Strongly acted, beautifully shot and sincerely aimed at clearing up some of the misconceptions about the Old West that have been passed off as history by Hollywood movies, Woman Walks Ahead is an offbeat eye-opener about the real-life friendship between two forceful yet disparate figures from the past—artist and human-rights activist Catherine Weldon (Jessica Chastain) and ferocious Sioux chief Sitting Bull (a compelling Michael Greyeyes).
She was a widowed white woman from Brooklyn. He was a notorious savage forced to knuckle under by aggressive U.S. government mandates and obey unfair laws in order to protect his fellow American Indians from extinction by revenge-seeking, so-called “patriots”. It’s a history lesson that has never been taught before, and it leaves you informed and galvanized.
In 1890, more than a decade after the violent clash between Sitting Bull and General Custer in the Battle of Big Horn, brave and headstrong New York artist Catherine Weldon made an arduous journey, alone and through hostile territory, from Brooklyn to Standing Rock, North Dakota with one goal in mind: to paint a portrait of the famous and feared Sioux chief for posterity. What she found when she got there was a far cry from what she expected: a noble, sensitive warrior reduced to the status of a potato farmer, living on original native land confiscated by bitter white men and turned into a government reservation.

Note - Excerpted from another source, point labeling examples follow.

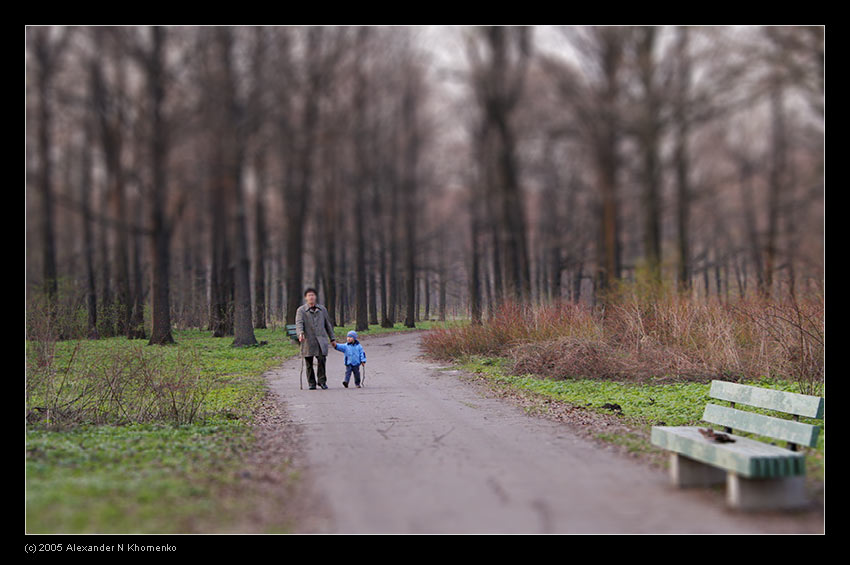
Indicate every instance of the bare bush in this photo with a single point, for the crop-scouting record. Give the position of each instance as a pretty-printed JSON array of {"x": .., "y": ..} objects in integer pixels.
[
  {"x": 129, "y": 385},
  {"x": 659, "y": 335}
]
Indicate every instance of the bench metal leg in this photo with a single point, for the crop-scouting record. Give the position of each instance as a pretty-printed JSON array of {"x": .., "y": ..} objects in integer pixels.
[
  {"x": 686, "y": 472},
  {"x": 786, "y": 493}
]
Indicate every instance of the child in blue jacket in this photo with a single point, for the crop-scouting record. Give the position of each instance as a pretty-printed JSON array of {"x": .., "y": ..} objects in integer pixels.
[{"x": 354, "y": 357}]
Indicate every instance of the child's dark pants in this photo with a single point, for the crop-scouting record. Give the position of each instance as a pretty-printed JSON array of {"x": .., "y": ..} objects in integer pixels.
[{"x": 352, "y": 369}]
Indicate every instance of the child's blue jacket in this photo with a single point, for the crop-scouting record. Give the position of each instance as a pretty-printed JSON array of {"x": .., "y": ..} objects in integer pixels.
[{"x": 354, "y": 354}]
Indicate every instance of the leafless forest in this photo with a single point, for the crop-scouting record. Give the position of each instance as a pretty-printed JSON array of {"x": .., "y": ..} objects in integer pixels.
[{"x": 202, "y": 177}]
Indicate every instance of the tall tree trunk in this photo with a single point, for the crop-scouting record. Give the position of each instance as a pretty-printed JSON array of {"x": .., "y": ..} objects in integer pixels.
[
  {"x": 360, "y": 151},
  {"x": 260, "y": 243},
  {"x": 650, "y": 137},
  {"x": 297, "y": 199},
  {"x": 88, "y": 238},
  {"x": 777, "y": 181},
  {"x": 161, "y": 308},
  {"x": 680, "y": 156},
  {"x": 411, "y": 161},
  {"x": 46, "y": 59},
  {"x": 608, "y": 265}
]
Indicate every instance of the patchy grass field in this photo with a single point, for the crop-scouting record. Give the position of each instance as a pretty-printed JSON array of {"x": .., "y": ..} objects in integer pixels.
[
  {"x": 157, "y": 476},
  {"x": 641, "y": 404}
]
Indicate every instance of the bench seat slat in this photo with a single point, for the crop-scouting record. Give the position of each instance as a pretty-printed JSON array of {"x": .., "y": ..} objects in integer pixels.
[
  {"x": 776, "y": 428},
  {"x": 769, "y": 399},
  {"x": 746, "y": 457}
]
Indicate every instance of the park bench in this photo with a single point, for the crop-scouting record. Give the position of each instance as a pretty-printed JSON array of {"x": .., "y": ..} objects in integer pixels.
[
  {"x": 290, "y": 331},
  {"x": 758, "y": 475}
]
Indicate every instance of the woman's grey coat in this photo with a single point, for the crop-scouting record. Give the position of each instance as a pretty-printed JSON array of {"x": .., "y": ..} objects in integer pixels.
[{"x": 315, "y": 324}]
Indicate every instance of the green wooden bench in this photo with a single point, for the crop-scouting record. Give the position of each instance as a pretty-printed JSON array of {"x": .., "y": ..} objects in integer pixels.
[
  {"x": 290, "y": 331},
  {"x": 758, "y": 475}
]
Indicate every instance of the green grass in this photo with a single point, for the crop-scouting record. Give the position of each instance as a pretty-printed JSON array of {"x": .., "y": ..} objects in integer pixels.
[
  {"x": 340, "y": 331},
  {"x": 643, "y": 404},
  {"x": 152, "y": 478},
  {"x": 157, "y": 478}
]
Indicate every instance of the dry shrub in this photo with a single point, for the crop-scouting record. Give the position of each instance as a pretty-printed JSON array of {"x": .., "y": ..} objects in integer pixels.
[
  {"x": 661, "y": 334},
  {"x": 129, "y": 385}
]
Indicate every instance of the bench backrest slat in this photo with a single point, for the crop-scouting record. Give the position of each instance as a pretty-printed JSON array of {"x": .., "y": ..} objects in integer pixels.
[
  {"x": 781, "y": 401},
  {"x": 776, "y": 428}
]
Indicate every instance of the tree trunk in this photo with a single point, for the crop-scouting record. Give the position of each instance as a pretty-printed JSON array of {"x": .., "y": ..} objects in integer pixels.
[
  {"x": 88, "y": 239},
  {"x": 45, "y": 58},
  {"x": 680, "y": 156},
  {"x": 650, "y": 136},
  {"x": 161, "y": 309},
  {"x": 260, "y": 244}
]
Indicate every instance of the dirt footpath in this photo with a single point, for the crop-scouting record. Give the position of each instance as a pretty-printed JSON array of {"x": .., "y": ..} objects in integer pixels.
[{"x": 421, "y": 451}]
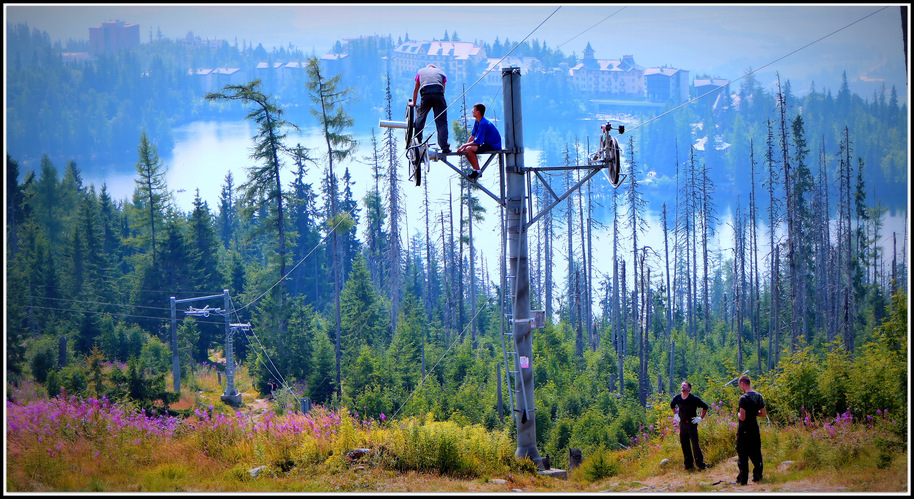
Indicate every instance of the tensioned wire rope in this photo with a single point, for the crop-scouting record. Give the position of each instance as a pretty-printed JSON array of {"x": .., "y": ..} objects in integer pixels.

For those of us who know only what we’ve seen of a docile, domesticated Sitting Bull as the adoptive father of Annie Oakley and a performer in Buffalo Bill’s Wild West Show in Irving Berlin’s Annie Get Your Gun, the friendly but wary pragmatist Weldon befriends is handsome and dignified, with a surprising sense of humor. In their first encounter, she tries to break the ice by describing her long, exhausting trip and he responds with, “You mean you took the train from New York? Did you have a pullman car?” He may have been a shadow of his former self, but he was already a crafty businessman and shrewd negotiator who refused to pose for her portrait until she agreed to fork over $1,000 to preserve his likeness in oil.
WOMAN WALKS AHEAD ★★★
The rest of the film chronicles the details that drew two strong figures from different worlds together through mutual respect. Contrasting Catherine’s naiveté with the cruel military manipulation of American Indians, forcing them into poverty and depriving them of their pride and dignity, the screenplay by British writer Steven Knight (Very Pretty Things) shows how and why Weldon grew into a defender of the impoverished Indian nation.
It’s a perfect role for Chastain, who specializes in bringing pervasive female personalities to life, but I wish director Susanna White had resisted the temptation to flirt with the idea that the two central characters might have entertained an unconsummated sexual attraction.
Still, I like the inference that both Weldon and Chief Sitting Bull, despite their differences, shared common ground in the way they were both compromised in life—he by race, she by gender. Sturdy support by Sam Rockwell as an Army officer whose orders to return to the East where she belongs fall on deaf ears, and the rugged grandeur of the Old West captured in Mike Eley’s gorgeous cinematography are additionally sound reasons why Woman Walks Ahead is a rewarding period piece, as absorbing as it is educational.